Like Acer, Toshiba is watching and waiting for the market to improve before putting another toe in the UMPC water. Meanwhile, its Portege range - whose latest representatives are the 1kg R500 and 1.4kg R400, with Telstra NextG cards included from December - has found a niche with professionals.

Whittard agreed that bigger screens and full-size keyboards were more popular - and practical - with Australians. "You should feel you can do everything on your device," he said. "And people have become conditioned to having a bigger screen."

SPURring ahead

That said, ongoing technological advances should make smaller notebooks and even UMPCs more popular. Toshiba is researching technologies such as virtual keyboards, taking away the need for an actual physical keyboard but supplying a full-size interface for user comfort. This will be complemented by the SPURS engine, which will 'read' and respond to human gestures. Whittard said the keyboard was 2-3 years away.

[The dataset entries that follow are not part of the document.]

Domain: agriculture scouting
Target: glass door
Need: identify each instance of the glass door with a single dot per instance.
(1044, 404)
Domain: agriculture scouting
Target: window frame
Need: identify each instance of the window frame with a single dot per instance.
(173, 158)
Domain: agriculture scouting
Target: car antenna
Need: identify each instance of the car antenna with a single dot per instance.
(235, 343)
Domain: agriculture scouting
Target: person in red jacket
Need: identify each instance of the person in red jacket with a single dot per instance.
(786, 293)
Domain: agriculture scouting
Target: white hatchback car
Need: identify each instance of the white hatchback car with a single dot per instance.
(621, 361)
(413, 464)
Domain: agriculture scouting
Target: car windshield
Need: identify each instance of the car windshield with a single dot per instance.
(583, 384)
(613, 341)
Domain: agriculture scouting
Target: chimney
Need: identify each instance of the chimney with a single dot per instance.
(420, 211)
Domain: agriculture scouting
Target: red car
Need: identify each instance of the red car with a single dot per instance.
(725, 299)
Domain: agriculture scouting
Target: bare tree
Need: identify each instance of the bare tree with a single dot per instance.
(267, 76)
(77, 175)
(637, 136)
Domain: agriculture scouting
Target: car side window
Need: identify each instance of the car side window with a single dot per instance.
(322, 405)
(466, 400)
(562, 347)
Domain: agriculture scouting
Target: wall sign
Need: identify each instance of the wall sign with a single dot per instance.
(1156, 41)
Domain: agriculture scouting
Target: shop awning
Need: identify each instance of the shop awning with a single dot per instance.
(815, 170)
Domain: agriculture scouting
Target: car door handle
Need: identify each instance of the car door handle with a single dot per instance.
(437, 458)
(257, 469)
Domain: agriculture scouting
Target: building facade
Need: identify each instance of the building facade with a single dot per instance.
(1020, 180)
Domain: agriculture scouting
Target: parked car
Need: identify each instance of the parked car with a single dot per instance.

Ultra WideBand (UWB) wireless technology will be integrated into notebook design even sooner.

Whittard said UWB would slake the resource thirst of applications such as video-over-wireless, making it more feasible to do such tasks on smaller laptops or UMPCs.

Meanwhile, the Tecra 14-inch laptop, at 2.2kg, is Toshiba's best seller, with just 5-7 per cent of its sales at the 12.1-inch and smaller end of the market. October saw another new take on the ultramobile concept, Asus' Eee PC.

Asus product manager, Emmanuele Silanesu, said the 7-inch, 907g Eee PC sold for just $499, a fraction of the price of most laptops. It didn't, however, offer truly comparable features or performance - although that might be no object for its stated target of students, children and travellers. It can also work as a thin client. The Eee PC comes with 802.11g and Linux as OS, although it can carry XP. It is based on an Intel CPU and chipset and has 512MB memory. It also offers just 2-8GB of solid state storage, which is smaller, lighter, slower and more robust than traditional hard drives. Maximum battery life with its four-cell battery is 3.5 hours.

"We're working on some vertical markets; the Eee PC is having a software package developed for it," Silanesu said. Business customers might find more value in Asus' expanding UMPC range, which will also target various verticals such as healthcare. Silanesu said the vendor's 7-inch R50A recently won a 2008 International CES Innovations design award. On top of the usual feature set, the R50A model offers GPS capabilities, a Web cam, 3-3.5G card, built-in TV tuner, tablet and notebook functionality.

Sales are reportedly promising. But even Asus concedes the R50A won't fill the hunger.

"We see them as an accessory rather than as a notebook replacement," he said. "I don't think UMPCs will become mainstream at this stage, although maybe in five years' time, when there may no longer be a problem with speed."

Asus research into smaller and lighter yet robust notebooks has produced a few oddities, such as last year's bamboo notebook. Silanesu said: "Bamboo can be used and fi nished in a number of different ways. Plus, it's easily regrown; there are no environmental issues. And it's light and tough."

Six or seven years ago, Silanesu noted, a Swedish manufacturer courted ridicule by producing a series of timber keyboards and mice, yet the concept has definite possibilities as a solution.

Asus has also introduced brushed aluminium - another light, durable material little used until now in laptops. Increased use of solid state media and backlit LED displays - as in Asus' U1 notebook and newer brothers, the U3 and U6 - was key to creating even lighter and smaller laptops in the near future, Silanesu said.